President Barack Obama nominated Securites and Exchange Commission member Elisse B. Walter to succeed outgoing chairman Mary L. Schapiro.
Walter, a Democrat, was appointed to the commission in 2008 by Republican President George W. Bush. She served as acting chairman in January 2009, as Obama assumed office.
Walter earlier this year was fiercely critical of the money management industry, for "unconstructive disengagement'' on the subject of a new round of regulation of money market mutual funds.
At a mutual fund conference held by the Investment Company Institute, she said the industry, whose lead proponent is the ICI, should "move away from media statements and move back to building on the discussion of the past two years.'' She followed ICI counsel Karrie McMillan on stage, immediately after McMillan said “what the SEC is considering doing to money market fund investors is outrageous. Outrageous.''
Outgoing chairman Schapiro, who announced her plan to depart earlier Monday, had sought to gain support from a majority of commissioners for a series of proposals that involved additional capital buffers, restrictions on redemptions of shares and a floating net asset value for shares of money funds.

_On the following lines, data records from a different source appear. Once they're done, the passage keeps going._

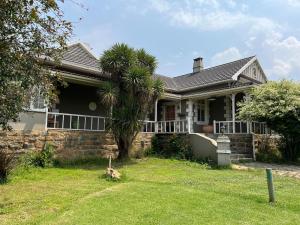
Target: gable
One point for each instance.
(255, 72)
(79, 55)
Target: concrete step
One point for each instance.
(235, 158)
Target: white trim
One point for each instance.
(235, 76)
(79, 66)
(85, 47)
(219, 92)
(81, 80)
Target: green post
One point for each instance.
(270, 185)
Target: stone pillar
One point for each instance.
(223, 150)
(190, 114)
(155, 116)
(233, 111)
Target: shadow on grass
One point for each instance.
(91, 163)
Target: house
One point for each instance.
(202, 101)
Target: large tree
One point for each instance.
(277, 104)
(130, 94)
(30, 31)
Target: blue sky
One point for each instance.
(176, 31)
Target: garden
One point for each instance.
(151, 191)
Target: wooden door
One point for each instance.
(170, 112)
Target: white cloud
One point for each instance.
(293, 3)
(100, 38)
(285, 55)
(225, 56)
(208, 15)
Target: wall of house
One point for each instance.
(70, 144)
(241, 143)
(75, 99)
(30, 121)
(217, 110)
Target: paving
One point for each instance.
(280, 169)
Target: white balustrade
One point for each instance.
(240, 127)
(66, 121)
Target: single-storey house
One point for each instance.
(202, 101)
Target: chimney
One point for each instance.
(198, 65)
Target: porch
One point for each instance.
(79, 108)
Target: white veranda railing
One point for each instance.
(67, 121)
(240, 127)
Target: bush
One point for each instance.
(277, 104)
(7, 160)
(174, 146)
(41, 158)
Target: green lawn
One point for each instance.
(154, 191)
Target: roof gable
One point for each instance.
(79, 55)
(209, 76)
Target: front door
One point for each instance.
(170, 112)
(170, 115)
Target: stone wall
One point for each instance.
(69, 144)
(241, 143)
(262, 141)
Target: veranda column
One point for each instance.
(233, 112)
(155, 115)
(190, 116)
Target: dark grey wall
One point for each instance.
(75, 99)
(216, 110)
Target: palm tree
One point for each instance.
(130, 93)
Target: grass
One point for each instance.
(154, 191)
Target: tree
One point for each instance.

Schapiro dropped the proposals in August, for lack of support. But the Financial Stability Oversight Council, headed by Treasury secretary Timothy Geithner has revived them.
Walter has extensive regulatory background. She has served as the senior executive vice president for regulatory policy and programs at the Financial Industry Regulatory Authority and held the same position at the National Association of Securities Dealers before its 2007 merger with NYSE Member Regulation, which led to the creation of FINRA.
She also has served as the General Counsel of the Commodity Futures Trading Commission.